Some shipping companies narrowly escaped the crash in commodities and have struggled to stay afloat during the global recession. Even as the price of commodities shows signs of rebounding, thus driving up the demand in the industry, they are about to experience further turmoil: The supply is too high. The boom in the price of commodities prior to the financial crisis led to a large increase in orders for the construction of new vessels. Those vessels are now coming onto the market, leading to a massive over-supply of ships. Consequently freight rates have crashed from $15,000 per day about 2 months ago, to less than half that today: $6,000. If you find yourself near a port in Singapore, Malaysia, South Korea, Hong Kong, China etc. you'll see first hand how these coast lines are becoming the largest parking lots on the planet. Miles of empty cargo ships sit idle with no plans of future use. These parking lots however are more damaging than leaving your car in a dark alley of Detroit. Boats that sit idle deteriorate very quickly. They must constantly be maintained and moving in order to be kept seaworthy.

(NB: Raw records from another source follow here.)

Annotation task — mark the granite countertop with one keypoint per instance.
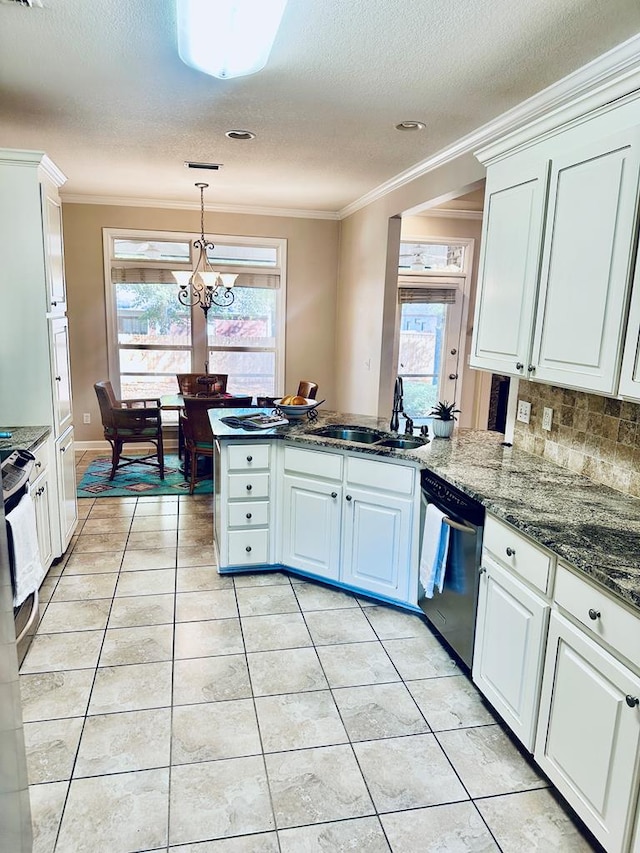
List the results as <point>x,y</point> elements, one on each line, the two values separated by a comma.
<point>25,438</point>
<point>593,527</point>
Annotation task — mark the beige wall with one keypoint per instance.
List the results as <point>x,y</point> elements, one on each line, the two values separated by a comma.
<point>365,317</point>
<point>312,258</point>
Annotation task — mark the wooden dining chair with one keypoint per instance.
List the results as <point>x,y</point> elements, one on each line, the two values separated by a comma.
<point>307,389</point>
<point>130,422</point>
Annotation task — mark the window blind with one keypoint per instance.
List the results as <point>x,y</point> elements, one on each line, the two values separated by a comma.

This second wave of pain on the shipping industry is going to be far more destructive than what we've witnessed over recent years. Their income statements are about to produce another year of losses due to the decrease in freight rates. Furthermore, their balance sheets are going to be equally as devastated due to the decreased value of their vessels from over-supply.

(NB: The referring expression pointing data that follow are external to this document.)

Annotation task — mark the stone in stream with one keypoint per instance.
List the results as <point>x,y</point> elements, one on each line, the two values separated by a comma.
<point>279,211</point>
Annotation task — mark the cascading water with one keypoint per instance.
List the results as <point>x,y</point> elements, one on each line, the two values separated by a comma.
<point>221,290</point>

Will This Lead to Investment Opportunities in Consolidation?
According to many reputable SA authors; Yes. According to this inexperienced, punk kid with too much time on his hands; NO. If you're the CEO of a large shipping company are you actively looking for a cheap buyout of your smaller, cash strapped competitors? No. These larger companies may be better prepared to endure more times of hardship, but they certainly will not be looking to add to their fleet through acquisition. This is not the tech world where a takeover leads to new subscribers and endless amounts of patents. This is the shipping world. A takeover will lead to more useless ships, smelly sailors, and increased docking costs. Take Overseas Shipping Group (NYSEMKT:OSG) for example. They currently are in one of the best positions to make it through the upcoming hardships. Market cap of $411.65M, yield of 6.62% and a strong cash position to back it up. They're certainly not going to be looking to diminish their cash position by acquiring a large fleet through a takeover. At a Price-to-Book ratio of 0.25 they certainly look like a cheap buy, but if you believe anything I've outlined thus far, this is no industry to go long in. Don't let this attractive looking stock be the Italian rock that sinks your portfolio.
Expect the shipping industry to take another shot across the bow in 2012. If you do your due diligence you'll be able to find many possible short candidates.
Eagle Bulk Shipping Inc. (NASDAQ:EGLE) for example, has an EPS of -0.16 accompanied by a Debt-Equity ratio of 168.53. From September 2010 to September 2011 their cash position went from $129M to $27M. Needless to say, this company cannot remain liquid if they go through another difficult year. If you're looking to short, allow this stock to continue rising as it has recently. Make sure to thank the bulls when you do enter the position.
If you're sitting here today having watched your stocks in DryShips Inc. (NASDAQ:DRYS) increase over 16% yesterday and laughing at this article which is predicting we've hit a false bottom, I say kudos and congrats. Further, I caution you to recognize the sheer lack of reasoning for this rally, and reevaluate the horizon for this company.
Apologies for painting a bleaker picture for the optimists out there, but these ships certainly were not paid for with cash. The European banks, clinging to their life rafts as they weather the current financial crisis, hold majority of the debt used to finance these shiny new boats. But I digress...
Disclosure: I have no positions in any stocks mentioned, and no plans to initiate any positions within the next 72 hours.